Además, la naviera López tuvo buen cuidado en el transporte de municiones y explosivos, mercancía que, por ejemplo, provocó la detonación y hundimiento del vapor mercante sardo GÉNOVA en el puerto de Málaga (24.11.1859), al poco de ser fletado para la guerra de África; y la enorme tragedia desencadenada en la ciudad de Santander por la deflagración en su puerto de la dinamita que cargaba el vapor CABO MACHICHACO de la naviera Ybarra (03.11.1893). Algún mérito tendría el armador López en que sus barcos transportasen sin percances este peligroso material. Hasta daba lecciones de seguridad a los mandos de la Armada cuando le exigían cargar sin miramientos explosivos para la guerra de Cuba conforme, según ellos, a los Art. 43 y 44 del contrato de la línea-correo a las Antillas: “La Casa López no puede embarcar la pólvora porque está en envases de madera… sacos de lona” y propone enviarla en barcos de vela sin grandes gastos (seguros, portuarios) y con menores riesgos (16.06.1975). El naviero cántabro era inflexible en temas de seguridad y de legalidad. Ni por imperativo ministerial.

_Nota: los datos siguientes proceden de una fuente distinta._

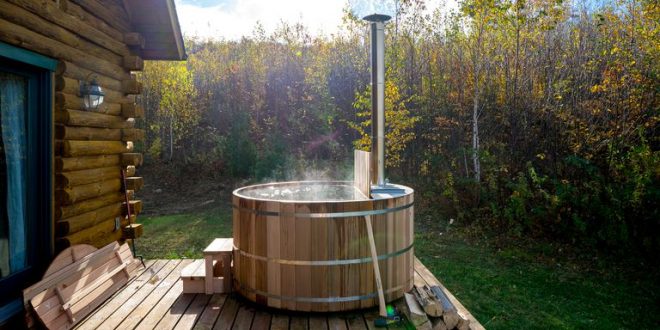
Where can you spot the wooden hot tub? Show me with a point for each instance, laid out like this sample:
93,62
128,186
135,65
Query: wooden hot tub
303,245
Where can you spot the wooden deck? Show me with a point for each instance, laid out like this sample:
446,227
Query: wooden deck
154,300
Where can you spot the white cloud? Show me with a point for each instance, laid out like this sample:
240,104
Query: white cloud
234,20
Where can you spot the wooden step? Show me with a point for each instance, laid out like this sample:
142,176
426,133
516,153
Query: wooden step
194,280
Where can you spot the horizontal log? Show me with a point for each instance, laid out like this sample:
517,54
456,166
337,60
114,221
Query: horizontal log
133,63
108,12
131,86
86,220
23,37
98,134
134,39
132,111
74,71
46,18
75,194
136,207
134,159
134,183
68,211
88,133
77,178
86,162
132,134
91,119
74,148
88,18
91,235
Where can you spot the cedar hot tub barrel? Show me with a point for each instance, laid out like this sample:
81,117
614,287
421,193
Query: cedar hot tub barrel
303,246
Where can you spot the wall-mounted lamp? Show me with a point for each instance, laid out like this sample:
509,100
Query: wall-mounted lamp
91,93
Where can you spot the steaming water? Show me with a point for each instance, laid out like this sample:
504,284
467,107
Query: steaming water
305,192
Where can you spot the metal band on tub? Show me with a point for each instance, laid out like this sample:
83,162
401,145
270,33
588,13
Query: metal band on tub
325,215
323,300
323,262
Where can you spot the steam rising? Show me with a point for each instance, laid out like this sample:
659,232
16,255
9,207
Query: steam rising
363,8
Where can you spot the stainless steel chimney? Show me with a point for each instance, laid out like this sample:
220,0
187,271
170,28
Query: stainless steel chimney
378,97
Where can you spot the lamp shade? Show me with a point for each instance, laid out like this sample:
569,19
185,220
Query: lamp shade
92,95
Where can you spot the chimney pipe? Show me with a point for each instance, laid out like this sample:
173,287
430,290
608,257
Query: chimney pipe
378,98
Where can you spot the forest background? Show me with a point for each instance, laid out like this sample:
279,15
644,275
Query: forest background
527,118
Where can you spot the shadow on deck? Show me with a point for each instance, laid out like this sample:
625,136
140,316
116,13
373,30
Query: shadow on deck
154,300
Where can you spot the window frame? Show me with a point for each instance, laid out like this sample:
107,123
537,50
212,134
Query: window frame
38,70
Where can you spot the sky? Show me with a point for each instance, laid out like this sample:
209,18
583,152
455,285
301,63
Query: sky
231,19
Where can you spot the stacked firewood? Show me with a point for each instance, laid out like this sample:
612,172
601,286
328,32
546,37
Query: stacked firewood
429,308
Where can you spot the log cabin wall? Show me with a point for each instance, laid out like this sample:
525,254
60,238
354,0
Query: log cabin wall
90,38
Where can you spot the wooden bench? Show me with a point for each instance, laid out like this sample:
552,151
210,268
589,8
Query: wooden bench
78,280
213,273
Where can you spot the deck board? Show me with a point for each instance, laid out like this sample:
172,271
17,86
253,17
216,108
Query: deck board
154,300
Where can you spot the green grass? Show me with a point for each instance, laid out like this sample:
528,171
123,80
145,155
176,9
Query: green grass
183,235
507,288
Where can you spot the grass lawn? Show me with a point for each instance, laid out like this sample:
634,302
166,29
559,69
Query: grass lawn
505,288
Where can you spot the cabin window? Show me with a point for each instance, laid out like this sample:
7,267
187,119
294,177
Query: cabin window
25,173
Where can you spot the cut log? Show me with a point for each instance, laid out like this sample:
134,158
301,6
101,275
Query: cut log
134,183
86,162
414,312
449,313
87,220
427,300
134,159
136,207
88,148
68,211
91,119
130,170
133,63
78,193
133,231
77,178
134,39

En otra ocasión, el ministerio de la Guerra pidió a Antonio López que indicase el sistema de empaque para efectuar el envío de pólvora en sus vapores. El naviero le respondió que eso no era posible en los buques-correo con pasajeros, correspondencia, objetos de valor y con limitaciones para el atraque/fondeo, que para algo estaban los barcos de guerra con sus pañoles especiales. Además, el armador les recordó que, conforme al Derecho marítimo, el transporte de explosivos obligaba a ondear la bandera roja, la cual era incompatible con el pasaje a bordo, y no iba a hacer a escondidas ese peligroso servicio. (18.08.1875)
Antonio López participó en el esfuerzo bélico, sin saltarse las leyes, con transportes especiales para llevar a Cuba artillería: cañones, obuses, montajes, granadas, espoletas… Su contribución implicaba también aportar soluciones. Fue el caso al transportar grandes e inmanejables cañones fabricados en Trubia (Asturias) a pesar de las limitaciones de calado para su embarque en Gijón y su desembarque en San Juan de Puerto Rico. Su autoexigencia respecto a la seguridad explica su impecable historial de naviero exento de grandes tragedias humanas.
López salió indemne de los desastres humanos. ¿Suerte? No sólo. Detrás de este logro en seguridad marítima debió haber por fuerza un alto grado de profesionalidad que Alharilla tira por la borda con tal de desbaratar la labor del naviero más destacado que ha tenido la marina mercante española. Ignora que la prioridad en el mar es la seguridad de la vida humana; por el contrario, resalta aquí un robo, allá una demora, cuando no los extravíos de correspondencia. Debió haber estudiado a este armador sin prejuicios y asesorado por marinos y por conocedores del comercio marítimo.